Я в глазах ваших вижу слёзы

«Тёте» Алле Климовой


 
Я в глазах ваших вижу слёзы.
Не пытайтесь их скрыть от меня.
Пусть над городом нашим грозы
Прогремят яркой вспышкой маня;
 
 
Пусть вокруг не найти сожаленья,
Не утешиться в детских речах
И щемящую тяжесть сомненья
Удержать тяжело на плечах…
 
 
Я прошу вас: не надо сдаваться!
Человек может всё пережить.
Перестаньте слезой упиваться
И мечтою сознанье кружить.
 
 
Всё проходит (ведь знаете сами!):
И печаль, и момент торжества.
Лишь Господь будет вечно над нами,
Не теряя вовек Божества.
 
Учебник cмерти
 
Учебник смерти, ты сказал,
Что смерть героя не забудется.
И полетят Гонцы Начал
По городам и улицам.
Учебник смерти, все мечты
Ты простирал в могил покой.
Но отчего ж написан ты
Живого смертного рукой?
 
Ты открыла мне душу свою

Климовой Д.


 
Ты открыла мне душу свою
И секрет, не дающий покоя.
Пред тобой как сестра я стою.
Мы и правда похожи с тобою.
 
 
Как помочь тебе, Даша, и чем?
Я могу помолиться, не боле.
К сожаленью, приходится всем
Одинокими быть в своей доле.
 
 
Ты с тоскою посмотришь опять
Моё сердце пронзая мольбою.
Кто поможет тебе устоять?
Лишь Господь будет вечно с тобою.
 
 
Он поймёт тебя лучше, чем я.
Он утешит, подаст исцеленье.
На кресте, не жалея Себя,
Ради нас претерпел Он мученья.
 
 
Отогнав все сомнения прочь,
На колени пред Ним опустись.
Он – Отец, ты – смиренная дочь…
Тихо плачь и с молитвой крестись.
 
Героям прежних лет
Подражание М. Цветаевой

 
Я обращаюсь к вам – одетые в броню
И родовым гербом украсившие щит!
Те, что себя доверили коню
Нести вперёд, покуда не убит.
 
 
Те, чьи сердца, не знавшие пощады,
Любить умели чище и нежней
Поэта юного, оставившего грады
И поспешившего к возлюбленной своей.
 
 
О, Артуры и Зигфриды лихие!
Своих судеб и жизней короли.
В те времена далёкие, лихие,
Вы столько ярких красок привнесли.
 
 
Все ваши подвиги в сказаниях воспеты,
И долго будет помнить вас Земля,
Искусств военных знавшие секреты,
Детей своих и войск учителя!
 
Ушедшим Поэтам
 
Я – теней ваших дерзкое сплетенье,
О, Вы, ушедшие столетия назад!
Настанет день Второго Вознесенья,
Вас за мои стихи вознаградят.
 
 
Сколь ни хвалилась, что с другой
Нет сходства даже дальнего,
«Марина с Анниной судьбой
И равнодушьем Крайнего»
 
 
Пусть прозовёт меня народ.
Не мне гнушаться правдою!
Ведь рифм моих известен свод
Давным-давно от «А» до «Ю»,
Чужие мысли продаю.
 
 
Но, все же верю, что моя
От сна очнётся буква «Я»!
 
Десять часов до экзамена
 
Хмуро и зелено за окном.
Трепетная уверенность.
Залом читальным становится дом,
Давит часов размеренность.
 
 
Книги, тетради, мыслей черёд…
Реже – улыбка мамина.
Родина сзади!
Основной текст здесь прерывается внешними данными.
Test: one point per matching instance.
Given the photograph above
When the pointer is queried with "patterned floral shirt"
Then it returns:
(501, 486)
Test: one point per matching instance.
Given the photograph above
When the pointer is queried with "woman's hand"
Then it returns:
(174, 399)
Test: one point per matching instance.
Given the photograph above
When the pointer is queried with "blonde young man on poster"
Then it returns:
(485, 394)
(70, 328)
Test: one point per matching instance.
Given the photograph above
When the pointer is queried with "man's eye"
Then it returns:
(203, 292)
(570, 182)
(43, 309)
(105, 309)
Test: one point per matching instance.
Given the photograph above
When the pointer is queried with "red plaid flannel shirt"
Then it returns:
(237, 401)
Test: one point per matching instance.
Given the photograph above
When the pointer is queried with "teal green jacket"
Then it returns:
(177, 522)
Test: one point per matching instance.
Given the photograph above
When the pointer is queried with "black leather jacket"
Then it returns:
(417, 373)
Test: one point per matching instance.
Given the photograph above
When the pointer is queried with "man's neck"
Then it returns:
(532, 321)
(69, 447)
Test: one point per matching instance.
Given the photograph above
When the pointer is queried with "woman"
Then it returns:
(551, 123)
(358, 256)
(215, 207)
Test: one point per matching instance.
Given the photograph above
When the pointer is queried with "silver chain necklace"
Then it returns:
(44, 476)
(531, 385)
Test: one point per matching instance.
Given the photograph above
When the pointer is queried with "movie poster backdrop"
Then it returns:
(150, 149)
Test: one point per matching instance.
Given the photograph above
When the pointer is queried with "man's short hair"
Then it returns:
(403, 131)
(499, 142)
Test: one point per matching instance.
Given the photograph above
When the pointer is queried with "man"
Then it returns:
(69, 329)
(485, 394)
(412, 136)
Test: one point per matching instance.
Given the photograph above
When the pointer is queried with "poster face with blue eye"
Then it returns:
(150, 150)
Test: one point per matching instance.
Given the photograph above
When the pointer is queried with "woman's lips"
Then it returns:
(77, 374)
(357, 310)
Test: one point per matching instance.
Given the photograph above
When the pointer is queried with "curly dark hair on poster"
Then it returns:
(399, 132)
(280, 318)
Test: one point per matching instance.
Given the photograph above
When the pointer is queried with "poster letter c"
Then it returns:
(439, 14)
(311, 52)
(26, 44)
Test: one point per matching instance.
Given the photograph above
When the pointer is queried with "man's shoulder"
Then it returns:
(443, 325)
Только вперёд!
Десять часов до экзамена.
 
Тихая грусть
 
Тихая грусть.
Ночь за окном.
Слёзы чуть смочат ресницы.
Кажется пусть
Прошлое сном.
Сном, что уже не приснится.
Было ли зло?
Сердце, забудь!
Прошлое всё же милее.
Тем повезло
Вспомнить свой путь,
Кто забывает быстрее.
Тот, пролистав
Строки времён,
Скажет: «Хорошая книжка!»,
Кто, вновь упав,
Встал окрылён,
Вспомнив, что жил без излишка.
 
То ли Ангел коснулся души
 
То ли Ангел коснулся души,
То ли дьявол опять проболтался.
Глас раздался в полночной тиши,
Он всё рос и словами сплетался.
 
 
Ах, как бы мне тех слов не растерять!
Ах, как бы мне тех слов не упустить!
«Нет человека, неспособного понять.
Нет человека, неспособного простить».
 
Осенние листья
 
А в городе осень,
И яркой листвой
Дух ветра в аллеях играет.
Лишь мраморных сосен
Покой вековой
Всё так же зелёным сверкает.
 
 
На небе просвета
Уже не ищи,
Подернуто всё серой дымкой.
Так хочется лета,
Но ты не ропщи,
Промчится печаль невидимкой.
 
 
Минуют дожди.
Промозглые лужи
Заменят сугробы из снега.
Надейся и жди,
Январские стужи
Пройдут, и останется нега.
 
 
В той неге опять
Зародится весна
И солнечным светом разбудит,
Вернув время вспять,
Природу от сна,
Вновь лето весёлое будет.
 
 
Вот только невесело будет тебе,
Как листья осенние вспомнишь.
И, лишь оказавшись опять в сентябре,
Покоем ты душу наполнишь.
 
Мне себя не понять
 
Мне себя не понять.
Кто я есть в этом мире?
Для чего суждено
Мне родиться на свет?
Мне ль за веру страдать?
Мне ли петь словно лире?
Поглощая вино,
Гнить до старости лет.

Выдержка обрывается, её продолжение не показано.